Canadians from coast to coast to coast pay a different price on their electricity bill. Why? There are a number of factors that determine the price Canadians pay for electricity.
Mix of generation sources
Each province has its own mix of renewable and non-renewable electricity sources. The combination of these sources, for example, hydro, natural gas, solar, is unique to each region and has an influence over the price of electricity.
Infrastructure maintenance and renewal
Infrastructure and equipment has to be maintained, for example, downed power lines and poles caused by storms, to avoid power outages.
The age of the infrastructure will also have an effect on cost, but this isn’t always negative. If an existing asset is producing electricity long after its capital costs are paid off, it can have a positive impact on price.
The price of electricity is influenced by fixed and variable costs. The price of building transmission wires would be an example of a fixed cost, while the price of the fuel used for generation is variable.
Geography of the region
The distance electricity has to travel over the transmission and distribution system from the generation source to the customer can influence the final price.
Access to natural resources and generation facilities determine the cost of electricity, alongside overall population density. Often in remote areas, more infrastructure is required to deliver electricity from the generation source to homes, businesses, and communities with the cost shared among fewer customers.
Selected world residential electricity prices, 2012
Some of the best rates in the world
Canada’s access to renewable natural resources allows for some of the lowest residential electricity prices in the world. This provides the opportunity for more freedom and flexibility in their budgets than similar countries like the United Kingdom and the United States.
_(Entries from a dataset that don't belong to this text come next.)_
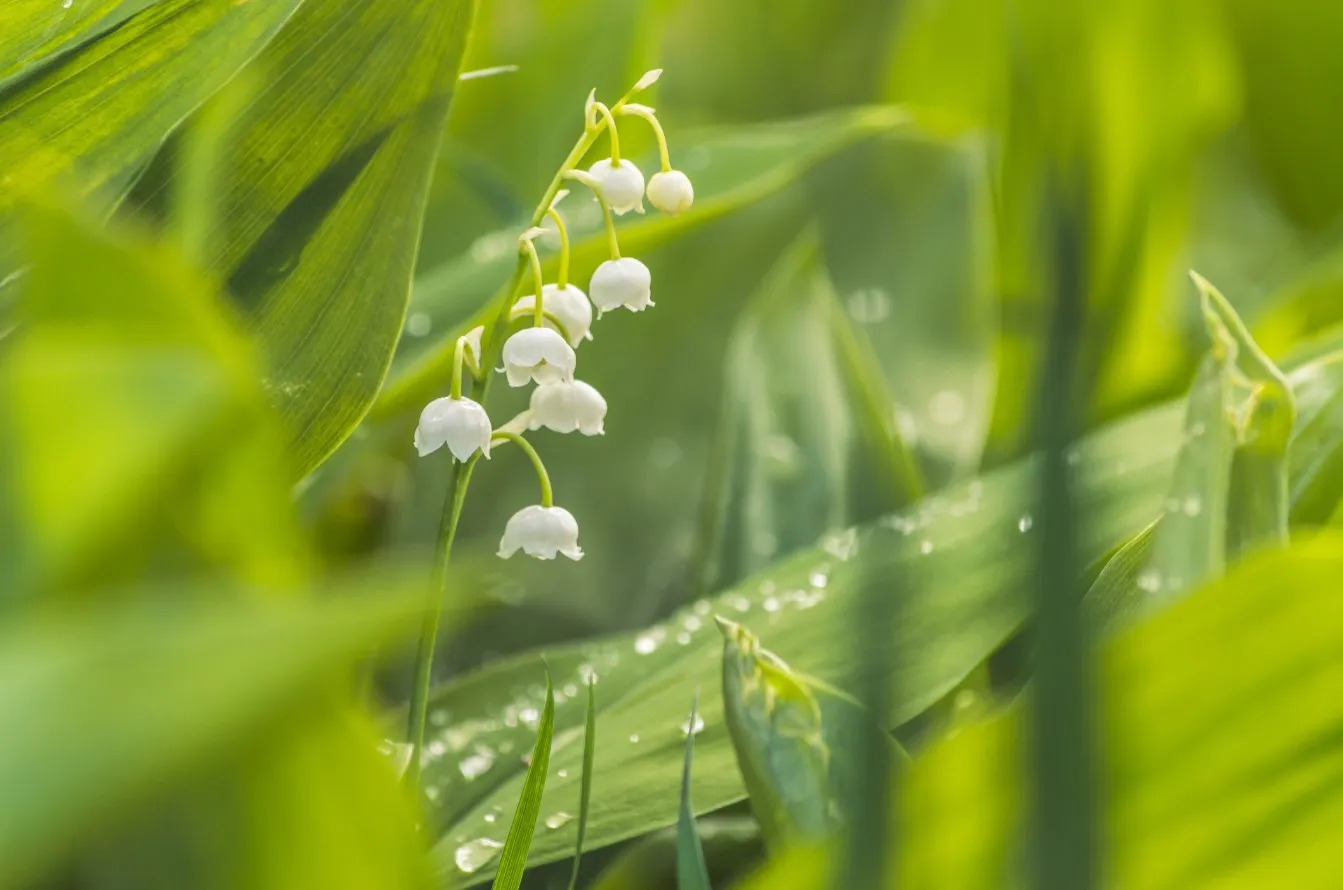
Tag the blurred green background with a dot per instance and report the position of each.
(238, 242)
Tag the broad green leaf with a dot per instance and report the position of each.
(133, 430)
(690, 870)
(586, 794)
(731, 168)
(966, 544)
(791, 736)
(650, 863)
(163, 689)
(32, 30)
(325, 184)
(1217, 751)
(513, 855)
(89, 120)
(803, 444)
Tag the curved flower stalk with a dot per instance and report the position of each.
(533, 340)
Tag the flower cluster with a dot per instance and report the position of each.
(543, 329)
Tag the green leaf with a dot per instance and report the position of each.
(513, 858)
(787, 732)
(966, 542)
(690, 870)
(586, 794)
(175, 458)
(731, 168)
(169, 687)
(89, 120)
(1220, 763)
(805, 444)
(324, 191)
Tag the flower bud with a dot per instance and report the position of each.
(566, 407)
(568, 304)
(670, 192)
(541, 532)
(622, 282)
(458, 423)
(540, 355)
(621, 185)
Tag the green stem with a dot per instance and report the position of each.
(610, 125)
(547, 496)
(458, 353)
(563, 278)
(537, 312)
(429, 630)
(646, 113)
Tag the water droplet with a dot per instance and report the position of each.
(477, 763)
(647, 642)
(473, 854)
(418, 324)
(559, 820)
(947, 407)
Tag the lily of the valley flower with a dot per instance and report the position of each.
(670, 191)
(540, 355)
(570, 305)
(541, 532)
(622, 282)
(566, 407)
(458, 423)
(621, 184)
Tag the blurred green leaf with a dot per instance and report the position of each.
(805, 444)
(90, 118)
(790, 734)
(1220, 763)
(32, 30)
(106, 706)
(690, 870)
(731, 167)
(964, 542)
(133, 428)
(513, 857)
(324, 191)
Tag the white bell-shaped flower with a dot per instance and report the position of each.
(568, 304)
(541, 532)
(621, 184)
(670, 192)
(540, 355)
(458, 423)
(622, 282)
(566, 407)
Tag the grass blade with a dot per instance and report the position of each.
(586, 795)
(513, 858)
(690, 870)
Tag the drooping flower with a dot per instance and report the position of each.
(566, 407)
(541, 532)
(568, 304)
(540, 355)
(621, 184)
(670, 191)
(458, 423)
(622, 282)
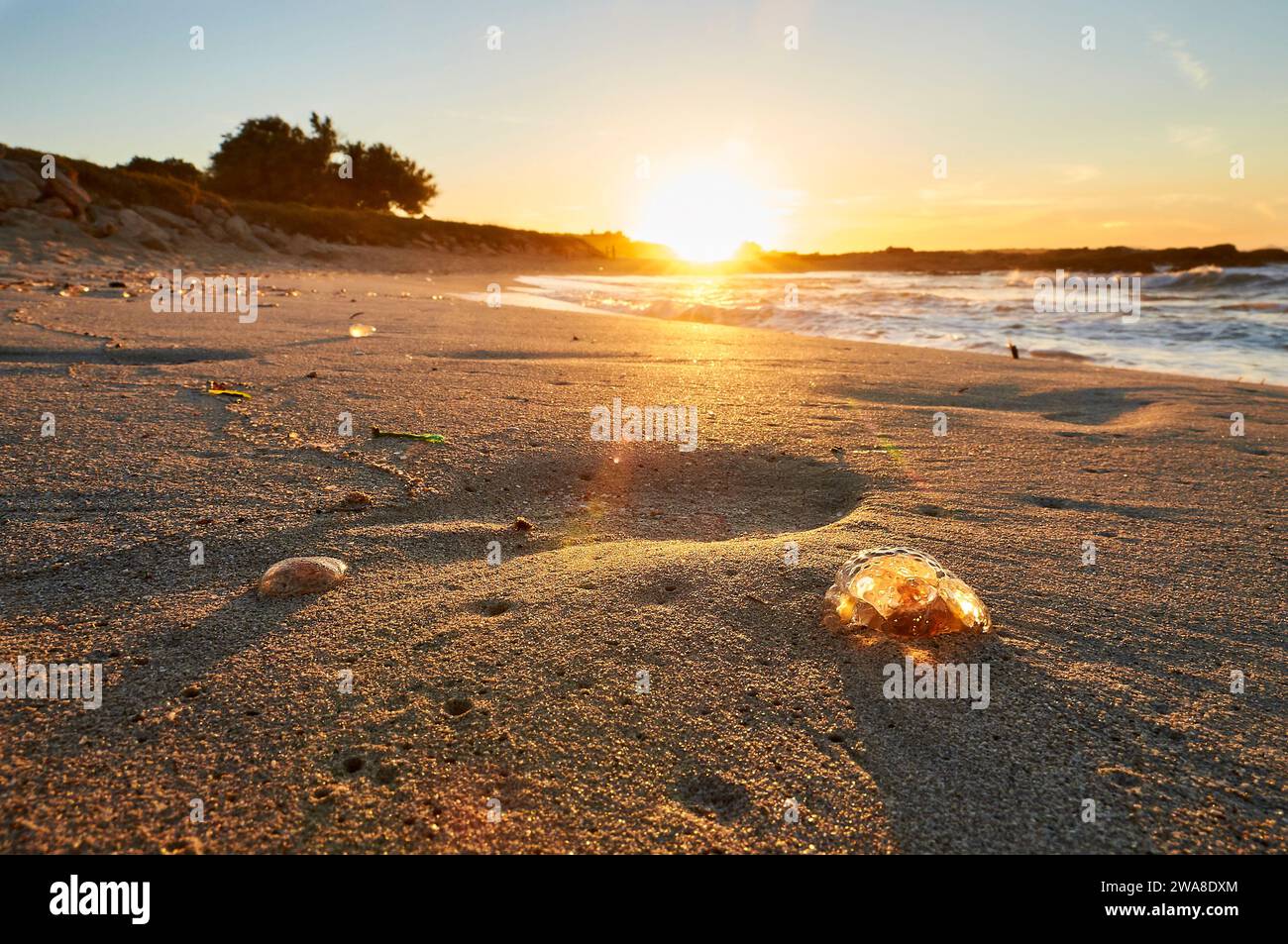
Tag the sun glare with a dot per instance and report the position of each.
(704, 215)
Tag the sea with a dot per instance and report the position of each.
(1209, 322)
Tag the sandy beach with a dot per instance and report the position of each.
(514, 689)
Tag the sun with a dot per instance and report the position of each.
(704, 214)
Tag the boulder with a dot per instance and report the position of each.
(133, 226)
(166, 219)
(20, 184)
(64, 188)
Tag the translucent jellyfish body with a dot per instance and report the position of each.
(902, 592)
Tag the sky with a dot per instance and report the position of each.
(932, 125)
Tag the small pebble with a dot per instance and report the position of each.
(296, 576)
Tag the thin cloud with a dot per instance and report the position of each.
(1192, 68)
(1193, 137)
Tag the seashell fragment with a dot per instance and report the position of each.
(902, 592)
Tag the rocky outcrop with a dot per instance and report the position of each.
(20, 184)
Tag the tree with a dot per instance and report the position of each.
(271, 159)
(171, 166)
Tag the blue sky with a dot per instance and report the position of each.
(1047, 143)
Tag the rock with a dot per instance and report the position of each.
(132, 226)
(270, 237)
(240, 232)
(296, 576)
(17, 187)
(163, 218)
(64, 188)
(353, 501)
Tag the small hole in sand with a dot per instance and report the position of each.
(458, 706)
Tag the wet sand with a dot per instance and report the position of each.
(513, 687)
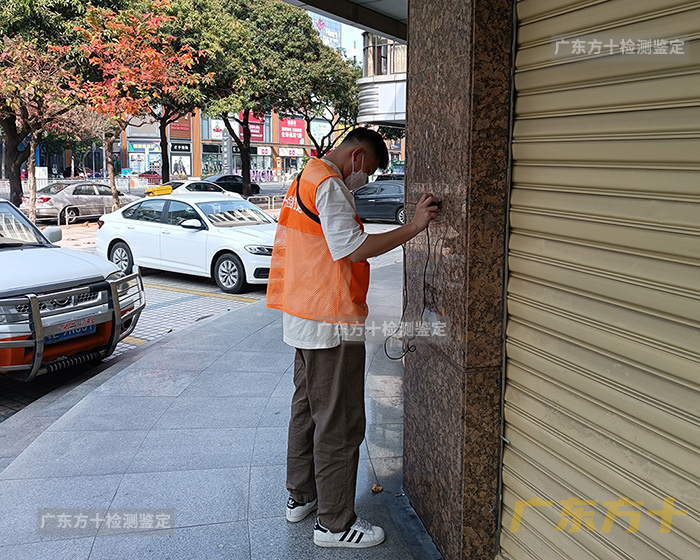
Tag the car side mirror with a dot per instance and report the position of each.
(192, 223)
(53, 234)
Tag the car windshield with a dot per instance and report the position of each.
(16, 230)
(224, 213)
(55, 188)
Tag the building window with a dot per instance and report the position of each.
(383, 56)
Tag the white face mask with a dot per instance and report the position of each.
(358, 178)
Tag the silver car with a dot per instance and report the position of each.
(68, 201)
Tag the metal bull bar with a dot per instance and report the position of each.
(40, 317)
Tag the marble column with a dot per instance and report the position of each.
(459, 84)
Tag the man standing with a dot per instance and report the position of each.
(319, 277)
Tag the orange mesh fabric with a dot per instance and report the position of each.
(304, 279)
A fraction of your household budget
The average Canadian spends less than $4 per day on electricity, well below the national average for other necessities like food and shelter. In fact, most Canadians spend more money on clothing and footwear than they do their electricity.
Investing in our future
Although Canada’s current electrical system was designed to power a much smaller population, today it’s working double time to reach over 35 million people, along with all of their personal devices and home electronics. In order to support its growing population and the use of modern day electronics, Canada will need to invest more than $350 billion into the system over the next 20 years — that’s $15 billion each year.